Nel nostro Paese comunque c’è stata sottovalutazione del virus.
«Tutti in Italia hanno sottovalutato. La situazione è precipitata in tre-quattro giorni. Siamo arrivati al punto, in certi momenti, che se chiamavi il 118 per dire che non respiravi ti rispondevano chiedendoti l’età».
Sul fatto che stiano morendo anche i giovani:
«È una malattia strana. Per i primi giorni è una tosse, che nei casi più gravi puoi curare con il cortisone e un po’ di ossigeno. Poi, nel 10% dei casi seri, la situazione precipita. Puoi morire anche attaccato al respiratore. Non è una polmonite come le altre, la respirazione artificiale può non bastare. La verità è che non abbiamo ancora capito bene cosa succede a un certo punto in questi polmoni e nell’apparato cardiovascolare. Quando lo sapremo, avremo trovato la terapia. Il dato di fatto è che un terzo di quelli gravi non ce la fa».
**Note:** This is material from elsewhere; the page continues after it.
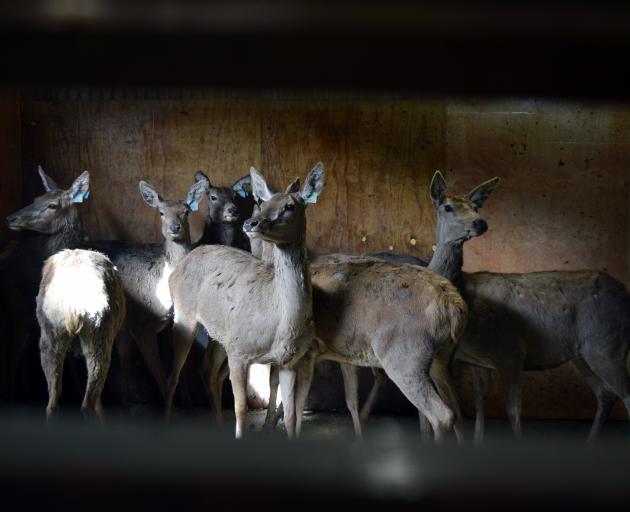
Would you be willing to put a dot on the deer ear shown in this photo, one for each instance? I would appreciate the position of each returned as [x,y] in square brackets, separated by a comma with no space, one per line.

Sulla possibilità che in Germania ci si ammali di meno perché i tedeschi a 60 anni fanno il richiamo di vaccinazione per lo pneumococco:
«Quello sarebbe consigliabile anche da noi, per chi ha avuto problemi ai bronchi. Non me la sento di negare questa tesi».
Molto, nelle future epidemie, dipenderà dal comportamento della Cina.
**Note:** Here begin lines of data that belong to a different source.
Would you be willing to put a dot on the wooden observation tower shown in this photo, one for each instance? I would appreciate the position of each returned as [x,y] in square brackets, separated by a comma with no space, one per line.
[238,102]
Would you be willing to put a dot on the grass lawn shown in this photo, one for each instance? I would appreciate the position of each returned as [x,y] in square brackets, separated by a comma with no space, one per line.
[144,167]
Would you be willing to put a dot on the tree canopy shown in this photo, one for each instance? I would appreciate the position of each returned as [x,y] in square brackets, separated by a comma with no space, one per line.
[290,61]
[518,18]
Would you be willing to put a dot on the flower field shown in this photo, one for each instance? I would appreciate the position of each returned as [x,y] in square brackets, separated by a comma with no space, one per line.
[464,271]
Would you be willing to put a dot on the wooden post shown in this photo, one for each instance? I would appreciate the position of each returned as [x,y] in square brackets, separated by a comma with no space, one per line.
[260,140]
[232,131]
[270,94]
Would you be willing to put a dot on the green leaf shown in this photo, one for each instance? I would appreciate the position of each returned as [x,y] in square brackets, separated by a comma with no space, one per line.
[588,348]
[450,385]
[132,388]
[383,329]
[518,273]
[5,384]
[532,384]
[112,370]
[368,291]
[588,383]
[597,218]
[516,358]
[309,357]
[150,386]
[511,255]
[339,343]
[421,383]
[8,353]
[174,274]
«Mi lasci dire una cosa, anche se è la quintessenza del politically correct. Noi parliamo tanto di mondo globalizzato, ma se la Cina vuole interagire con il resto del pianeta deve iniziare a curare l’igiene; altrimenti, sconfitto il Covid-19, da lì arriverà qualcos’altro. È inammissibile la promiscuità tra uomini e animali di certi mercati cinesi: il virus nasce lì, in condizioni di pulizia drammatiche. I cinesi in certi campi della medicina, come la genetica, sono ormai inarrivabili, ma sotto l’aspetto dell’igiene dell’alimentazione sono al Medio Evo. E leggo che questi mercati del virus, con miscugli intollerabili tra uomini e animali, sono già stati riaperti».
Sugli immigrati:
«In tutto l’ospedale di Bergamo non c’è un ricoverato di colore. Questione genetica».